Wednesday, April 23, 2014
William Talmadge is the title character, who tends his fruit trees in the Pacific Northwest in the early 1900s. He lives a solitary life until two pregnant girls, Jane and Della, come wandering out of the woods. They’re virtually feral, and he leaves food out for them as he gradually builds their trust. They’ve escaped from a prison-like brothel, owned by an evil man named Michaelson, who wants the girls back. Jane’s baby, Angelene, is the only newborn who survives, but Jane herself, who struggles to bond with her infant daughter, dies shortly after the birth. Della never becomes close to Angelene, leaving Talmadge to raise her, and leaving me to wonder if Della knows or suspects that Michaelson is Angelene’s father. However, the author never addresses the subject of Angelene’s paternity, and perhaps both Jane’s and Della’s motherly instincts had not fully developed yet, since they were both so young. Talmadge basically raises the rebellious Della as well, but she develops a talent for breaking horses and leaves the orchard, still a teenager, to pursue other adventures. The story then becomes sort of a prodigal daughter parable. Angelene becomes an orchardist in her own right, side-by-side with Talmadge, but he, still haunted by the sudden disappearance of his sister years ago, yearns for Della’s return. He even includes Della in his will, and I kept expecting that decision to backfire in the end, but the author never mentions it again. Eventually Talmadge locates Della, who is in jail voluntarily, and she becomes the focus of all of his energy, as he neglects both Angelene and the orchard. Meanwhile, Angelene is sorting out her own emotions—anger, jealousy, frustration. I felt that Talmadge was not the only one who ignored her; I don’t think that the author completely fleshed out Angelene’s character. I get it that she is loyal and obedient, in contrast to Della, but that doesn’t mean that she has to be completely one-dimensional.
Labels: 3 stars
Wednesday, April 16, 2014
The comparison to Jodi Picoult in the review snippet on the front cover of this novel turned me off. However, I read the book anyway, because my mother was reading it, and I was very pleasantly surprised. The storyline itself, though, is not exactly pleasant. Abby is walking on a San Francisco beach on a foggy day with her fiancé's daughter, Emma, and after about a minute of inattention, Emma vanishes—drowned or abducted. From the title we know that a year of searching will ensue, and the timetable is not the only thing that's predictable about this book. Abby shoulders the blame for Emma's disappearance and spends her days and nights scouring the city, handing out fliers, and putting out feelers. As each clue surfaces, she doggedly follows it, even as her fiancé, Jake, is losing hope. Emma's mother, who abandoned her husband and daughter years before, ominously resurfaces, gamely playing the victimized parent to the media. Abby tries various memory-jogging techniques, including hypnosis, in an effort to recall minutiae from that fateful and terrible day.
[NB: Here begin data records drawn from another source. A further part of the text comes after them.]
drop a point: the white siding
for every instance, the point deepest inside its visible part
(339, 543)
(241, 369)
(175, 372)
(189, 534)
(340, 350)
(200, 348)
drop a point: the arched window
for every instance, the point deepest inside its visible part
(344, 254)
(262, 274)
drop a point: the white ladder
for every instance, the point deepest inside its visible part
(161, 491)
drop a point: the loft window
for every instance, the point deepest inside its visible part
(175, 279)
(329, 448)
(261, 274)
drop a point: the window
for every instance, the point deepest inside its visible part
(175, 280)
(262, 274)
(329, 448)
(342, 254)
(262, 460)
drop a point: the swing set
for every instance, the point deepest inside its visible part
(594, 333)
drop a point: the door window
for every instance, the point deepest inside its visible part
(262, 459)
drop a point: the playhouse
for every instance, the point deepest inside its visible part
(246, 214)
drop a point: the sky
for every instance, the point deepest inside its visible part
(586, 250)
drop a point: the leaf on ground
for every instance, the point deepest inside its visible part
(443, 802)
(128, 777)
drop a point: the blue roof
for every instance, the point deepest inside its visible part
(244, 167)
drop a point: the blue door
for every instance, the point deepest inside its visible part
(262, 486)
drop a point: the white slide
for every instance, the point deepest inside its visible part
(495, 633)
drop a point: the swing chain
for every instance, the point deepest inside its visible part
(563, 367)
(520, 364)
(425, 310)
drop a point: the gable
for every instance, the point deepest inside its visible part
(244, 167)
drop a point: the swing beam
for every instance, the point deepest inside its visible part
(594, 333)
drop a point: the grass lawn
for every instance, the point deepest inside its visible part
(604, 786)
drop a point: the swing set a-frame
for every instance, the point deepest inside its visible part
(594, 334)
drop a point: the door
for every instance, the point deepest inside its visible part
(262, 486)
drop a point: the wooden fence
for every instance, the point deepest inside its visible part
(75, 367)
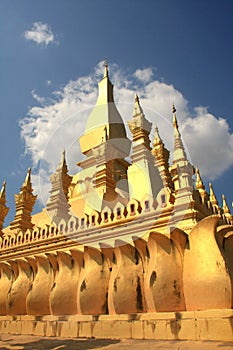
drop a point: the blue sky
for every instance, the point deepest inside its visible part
(51, 50)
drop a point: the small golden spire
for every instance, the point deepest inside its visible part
(63, 160)
(225, 207)
(173, 108)
(213, 198)
(105, 68)
(27, 182)
(157, 139)
(3, 191)
(175, 124)
(136, 98)
(199, 182)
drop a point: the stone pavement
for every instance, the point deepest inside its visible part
(18, 342)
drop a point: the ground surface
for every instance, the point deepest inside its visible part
(37, 343)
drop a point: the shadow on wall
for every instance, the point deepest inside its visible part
(51, 344)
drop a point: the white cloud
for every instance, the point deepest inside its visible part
(144, 75)
(58, 123)
(40, 33)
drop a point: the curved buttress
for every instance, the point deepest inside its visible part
(207, 283)
(163, 278)
(38, 297)
(126, 292)
(63, 297)
(6, 281)
(16, 298)
(93, 283)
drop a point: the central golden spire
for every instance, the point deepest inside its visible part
(104, 119)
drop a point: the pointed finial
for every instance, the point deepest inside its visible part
(136, 98)
(63, 160)
(173, 108)
(3, 190)
(225, 207)
(27, 181)
(157, 139)
(199, 182)
(105, 68)
(213, 198)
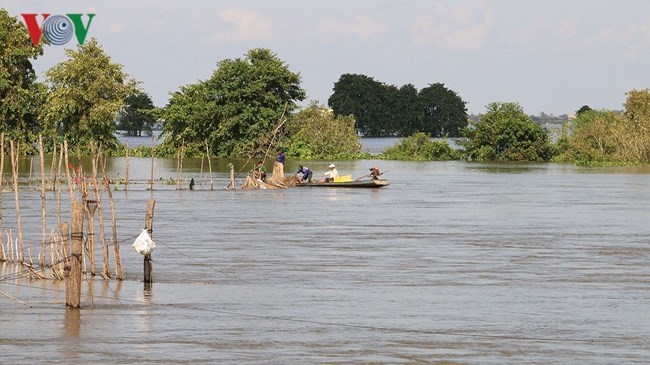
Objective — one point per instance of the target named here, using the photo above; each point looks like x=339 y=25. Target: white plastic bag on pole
x=144 y=245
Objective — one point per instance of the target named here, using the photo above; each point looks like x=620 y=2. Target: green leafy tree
x=314 y=133
x=409 y=117
x=445 y=113
x=21 y=96
x=506 y=133
x=137 y=115
x=420 y=147
x=385 y=110
x=368 y=100
x=86 y=92
x=583 y=109
x=237 y=109
x=606 y=137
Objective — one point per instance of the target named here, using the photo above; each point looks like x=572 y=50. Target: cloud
x=242 y=25
x=455 y=28
x=360 y=27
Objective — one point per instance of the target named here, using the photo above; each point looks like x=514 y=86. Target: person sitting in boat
x=259 y=172
x=281 y=157
x=330 y=174
x=307 y=174
x=374 y=173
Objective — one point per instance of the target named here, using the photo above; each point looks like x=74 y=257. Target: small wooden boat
x=348 y=184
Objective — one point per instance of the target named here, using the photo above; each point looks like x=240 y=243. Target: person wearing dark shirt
x=281 y=158
x=260 y=171
x=307 y=174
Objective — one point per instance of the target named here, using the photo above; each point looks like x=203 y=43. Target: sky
x=550 y=56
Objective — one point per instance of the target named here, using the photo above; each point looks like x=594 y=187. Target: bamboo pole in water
x=207 y=153
x=128 y=159
x=91 y=206
x=232 y=176
x=44 y=224
x=73 y=284
x=105 y=259
x=148 y=225
x=15 y=150
x=58 y=189
x=64 y=232
x=2 y=178
x=116 y=246
x=52 y=171
x=68 y=166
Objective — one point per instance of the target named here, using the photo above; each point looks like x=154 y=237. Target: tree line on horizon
x=249 y=105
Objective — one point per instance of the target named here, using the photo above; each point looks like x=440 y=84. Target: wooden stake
x=73 y=284
x=57 y=180
x=68 y=166
x=148 y=225
x=128 y=159
x=15 y=150
x=232 y=176
x=43 y=226
x=2 y=178
x=91 y=206
x=64 y=232
x=105 y=259
x=116 y=246
x=207 y=153
x=52 y=171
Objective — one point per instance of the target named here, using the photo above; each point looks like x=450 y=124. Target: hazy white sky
x=550 y=56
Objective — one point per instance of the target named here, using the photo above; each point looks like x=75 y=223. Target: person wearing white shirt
x=331 y=173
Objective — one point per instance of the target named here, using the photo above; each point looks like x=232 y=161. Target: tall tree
x=237 y=108
x=386 y=110
x=137 y=115
x=86 y=92
x=506 y=133
x=20 y=94
x=368 y=100
x=408 y=117
x=445 y=113
x=315 y=133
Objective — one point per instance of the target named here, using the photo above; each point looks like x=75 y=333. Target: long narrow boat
x=348 y=184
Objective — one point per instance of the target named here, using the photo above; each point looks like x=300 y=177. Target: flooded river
x=454 y=262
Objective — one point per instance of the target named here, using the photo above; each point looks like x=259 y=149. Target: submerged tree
x=137 y=116
x=86 y=92
x=420 y=147
x=385 y=110
x=20 y=94
x=237 y=109
x=506 y=133
x=445 y=113
x=315 y=133
x=606 y=137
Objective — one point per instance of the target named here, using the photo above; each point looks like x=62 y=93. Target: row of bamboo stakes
x=18 y=251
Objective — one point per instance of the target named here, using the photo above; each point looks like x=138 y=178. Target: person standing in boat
x=259 y=172
x=281 y=157
x=307 y=174
x=330 y=174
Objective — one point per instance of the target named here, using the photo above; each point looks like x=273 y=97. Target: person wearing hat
x=330 y=174
x=306 y=173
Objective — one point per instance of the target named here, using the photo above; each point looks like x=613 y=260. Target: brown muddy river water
x=454 y=262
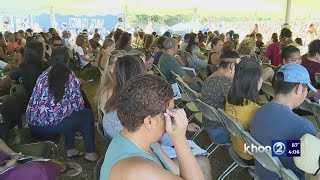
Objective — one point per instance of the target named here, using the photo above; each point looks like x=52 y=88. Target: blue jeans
x=82 y=120
x=218 y=135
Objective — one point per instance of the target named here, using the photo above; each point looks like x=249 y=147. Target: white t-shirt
x=79 y=50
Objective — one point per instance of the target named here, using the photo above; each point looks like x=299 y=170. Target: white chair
x=234 y=128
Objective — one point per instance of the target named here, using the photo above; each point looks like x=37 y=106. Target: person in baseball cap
x=309 y=161
x=296 y=73
x=276 y=119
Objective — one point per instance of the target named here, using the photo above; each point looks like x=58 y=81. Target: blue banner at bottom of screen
x=286 y=148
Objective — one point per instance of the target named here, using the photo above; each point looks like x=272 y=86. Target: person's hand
x=48 y=50
x=81 y=80
x=12 y=161
x=193 y=127
x=176 y=123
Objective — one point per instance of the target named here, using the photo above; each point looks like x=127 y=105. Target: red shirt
x=273 y=53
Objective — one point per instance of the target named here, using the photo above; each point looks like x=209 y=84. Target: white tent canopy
x=231 y=8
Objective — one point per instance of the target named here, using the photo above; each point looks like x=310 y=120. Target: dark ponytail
x=59 y=73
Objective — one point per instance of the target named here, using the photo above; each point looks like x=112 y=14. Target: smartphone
x=87 y=81
x=24 y=159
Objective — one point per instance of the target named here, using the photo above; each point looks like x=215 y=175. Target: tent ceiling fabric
x=257 y=8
She is a photographer, and I kept thinking that one of her photographs might do the remembering for her, but there's no magic bullet or replay button. I'm not really certain how the author managed to keep my attention through all the days of fruitless searching, guilt, and bottomless grief, but she did. Abby does encounter one potential new love interest—a wealthy client named Nick—and he jazzes things up a bit. He's supportive and helpful without being too pushy, and Abby certainly needs a distraction. The character whose inclusion I didn't get was her former lover Ramon. Near the end of the novel we discover how they met, and Abby comes across as sort of a 16-year-old Lolita, to Ramon's sleazy older man. He conveniently dies shortly after Abby goes to college, and I thought he was just superfluous to the plot, especially since Abby doesn't seem to have particularly mourned his death. Maybe he was a late addition or even a character whose role diminished as the author fleshed out the story. Even with my few quibbles, I enjoyed the book much more than my mother did.
Wednesday, April 9, 2014
Nora Eldridge has been treading water as a third-grade teacher, since nursing her mother through a 4-year terminal illness. Her inertia comes to an abrupt end, however, when the Shahid family moves to town. First, their son, Reza, a beautiful blending of his Lebanese father and Italian mother, joins her class. Then Reza's mother, Sirena, asks Nora to share a rented art studio, and Nora springs to life, recommitting herself to her artistic endeavors, which are tiny dollhouse replicas of the rooms inhabited by some of her favorite female role models. Finally, she swoons over Sirena's husband Skandar, so that now she is infatuated with all three. This charismatic family is a mixed blessing for Nora. On the one hand, they inspire Nora to embrace life, but, on the other hand, that life centers around the Shahids, who are destined to leave the country within a year. As a reader, we can detect that perhaps something nefarious is going on, but Nora is oblivious to all the warning signs. Only 8-year-old Reza seems to value Nora with sincerity, while his parents supply her with the flattery that she craves. When the Shahids return to Paris, Nora finds herself in holding pattern again, hanging on their every communication, no matter how slight. Their appalling betrayal, however, is much more monumental than the simple abandonment of a loyal friend. After Nora discovers what they're really up to, she becomes livid, and she describes that anger at the beginning of the novel. After finishing the book, with the benefit of knowing why Nora is justifiably angry, I had to reread the opening pages. She also describes there how carnival Fun Houses are more scary than fun, with their warped mirrors and slanted perspectives, but the Shahids are not so much scary as just plain weird.
Wednesday, April 2, 2014
Like City of Women, this novel takes a look at the lives of Germans during the turmoil of WWII. Inspired by the experiences of her grandparents, the author turns the tables to paint the Americans swarming into Germany as the bad guys. This viewpoint is a risky proposition and more than a little unsettling. Liesl is a young wife with three stepsons, while her husband, a doctor, administers to wounded soldiers at the front. Liesl has her hands full, as Hans, the oldest son, becomes more and more restless and rebellious, and middle son Ani's declining health could land him in an institution that exterminates unfit children. As if these two boys don't present enough problems, Liesl has to direct most of her attention to Jurgen, an infant. Hans takes advantage of Liesl's reluctance to discipline her stepchildren, and Ani's mysterious illness may be self-inflicted. Liesl becomes frazzled to the breaking point, particularly with the Allies' bombs bursting all around them. Liesl's husband Frank is the rock of the family, but unfortunately he is absent. Liesl's heart, rather than her head, drives many of her decisions, and her heart steers her well in some, but not all, situations. These characters are all so flawed that I became a little annoyed, not to mention highly conflicted about their patriotism. Ultimately disillusioned with the Third Reich, Liesl cannot even rely on her neighbors and fellow Germans, who sometimes seem bent on thwarting her efforts to keep her family safe.